Nous sommes Sisyphe. Ou pas

PETIT ESSAI SI PEU PHILOSOPHIQUE

(Version provisoire)

Le châtiment de Sisyphe c’est aussi le nôtre. Il est puni par les Juges de l’Enfer pour avoir enfreint à l’équilibre cosmique en enchaînant Thanatos, la personnification de la mort.

Nous, l’Humanité, sommes punis en raison de la faute originelle d’avoir voulu pouvoir décider de ce qui était bien ou mal.

Comme lui, nous gravissons la montagne en poussant notre pierre devant nous. Et tout comme lui, à peine avons-nous atteint le sommet que tout est à recommencer. Et cela, sans fin.

Sur le plan matériel, nous voudrions avoir mais nous n’avons pas. Et quand enfin nous avons, il faut déjà autre chose. À titre individuel, nous voudrions être mais nous ne sommes pas. Et quand enfin nous sommes, c’est seulement pendant une fraction infinitésimale de temps.
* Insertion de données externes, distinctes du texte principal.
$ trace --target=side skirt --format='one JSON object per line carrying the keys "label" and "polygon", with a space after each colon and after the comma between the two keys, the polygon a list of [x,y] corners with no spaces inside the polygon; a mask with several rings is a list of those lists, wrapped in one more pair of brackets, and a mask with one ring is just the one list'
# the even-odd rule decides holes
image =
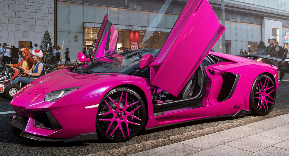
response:
{"label": "side skirt", "polygon": [[192,122],[193,121],[198,121],[199,120],[204,120],[205,119],[209,119],[210,118],[222,118],[223,117],[230,117],[230,116],[233,116],[235,115],[235,114],[226,114],[225,115],[222,115],[221,116],[212,116],[212,117],[207,117],[207,118],[202,118],[190,120],[189,120],[186,121],[182,121],[181,122],[175,122],[174,123],[172,123],[171,124],[166,124],[163,125],[160,125],[160,126],[155,126],[154,127],[150,127],[149,128],[145,128],[145,130],[150,130],[151,129],[154,129],[155,128],[160,128],[161,127],[166,127],[166,126],[171,126],[172,125],[174,125],[175,124],[180,124],[186,123],[187,122]]}

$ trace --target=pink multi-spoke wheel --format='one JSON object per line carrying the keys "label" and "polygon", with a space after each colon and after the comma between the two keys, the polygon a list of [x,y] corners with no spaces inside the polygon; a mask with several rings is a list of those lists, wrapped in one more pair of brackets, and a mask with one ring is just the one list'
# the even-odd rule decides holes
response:
{"label": "pink multi-spoke wheel", "polygon": [[267,114],[272,110],[276,97],[275,83],[268,75],[261,74],[255,79],[250,94],[250,109],[256,115]]}
{"label": "pink multi-spoke wheel", "polygon": [[128,88],[113,89],[100,104],[96,117],[96,129],[105,139],[119,142],[137,134],[145,120],[145,107],[140,96]]}

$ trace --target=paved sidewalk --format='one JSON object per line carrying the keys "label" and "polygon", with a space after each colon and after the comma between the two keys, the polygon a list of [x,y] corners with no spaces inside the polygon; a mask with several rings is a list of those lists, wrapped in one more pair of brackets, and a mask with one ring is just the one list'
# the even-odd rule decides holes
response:
{"label": "paved sidewalk", "polygon": [[289,114],[130,155],[289,155]]}

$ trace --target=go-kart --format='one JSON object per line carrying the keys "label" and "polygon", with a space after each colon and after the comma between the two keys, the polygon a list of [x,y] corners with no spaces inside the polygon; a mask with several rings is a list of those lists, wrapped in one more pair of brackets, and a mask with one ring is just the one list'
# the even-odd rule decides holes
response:
{"label": "go-kart", "polygon": [[[6,70],[5,68],[3,66],[0,68],[0,71],[2,73],[1,77],[0,77],[0,83],[3,86],[6,85],[9,82],[11,83],[12,80],[21,76],[20,73],[18,73],[16,69],[12,69],[11,66],[6,65],[6,67],[8,70]],[[17,68],[17,69],[18,70],[19,69],[21,69],[19,68]],[[2,71],[4,72],[5,74],[2,75]],[[5,88],[3,87],[0,87],[0,93],[4,93],[8,98],[12,99],[13,98],[13,96],[21,89],[22,85],[21,83],[19,85],[11,84]]]}
{"label": "go-kart", "polygon": [[[3,87],[0,87],[0,89],[1,90],[0,93],[4,93],[7,98],[12,100],[14,95],[22,87],[27,84],[24,84],[21,82],[17,84],[12,83],[12,80],[15,80],[18,77],[24,75],[25,74],[24,70],[19,67],[17,67],[16,68],[20,71],[20,73],[18,73],[16,69],[13,69],[11,66],[7,65],[6,66],[9,69],[5,72],[5,75],[0,78],[0,83],[2,82],[2,84],[4,86],[10,82],[11,84],[7,86],[5,88],[4,88]],[[2,68],[3,68],[3,69],[2,69],[2,70],[4,70],[5,69],[5,68],[4,67],[2,68],[0,67],[0,71],[1,71]],[[45,68],[45,69],[44,71],[43,71],[41,73],[40,76],[45,74],[47,71],[50,69],[50,68],[48,67]]]}

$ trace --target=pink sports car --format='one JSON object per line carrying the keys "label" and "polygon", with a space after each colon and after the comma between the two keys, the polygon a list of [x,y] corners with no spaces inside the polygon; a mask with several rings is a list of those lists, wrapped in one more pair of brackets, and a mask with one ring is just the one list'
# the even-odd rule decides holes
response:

À l’échelle de nos vies, notre satisfaction n’est jamais que transitoire, nos moments de bonheur ne sont jamais que fugitifs et nos instants de plénitude fugaces. Rien n’est permanent. Rien ne nous est acquis. Tout est toujours à refaire.

Alors comme Sisyphe, nous roulons notre bosse et notre pierre. C’est l’histoire de l’Humanité. Nous sommes Sisyphe.

Parce qu’il n’y a pas de sens à l’existence, comme l’a écrit Albert Camus, est-il réellement absurde de sans cesse vouloir recommencer voire finalement de vivre ? Faut-il assumer cette absurdité ? Les aspirations des hommes ne seraient-elles finalement que futile vanité ? Vanité des vanités, dit l’Ecclésiaste ; vanité des vanités, et tout est vanité.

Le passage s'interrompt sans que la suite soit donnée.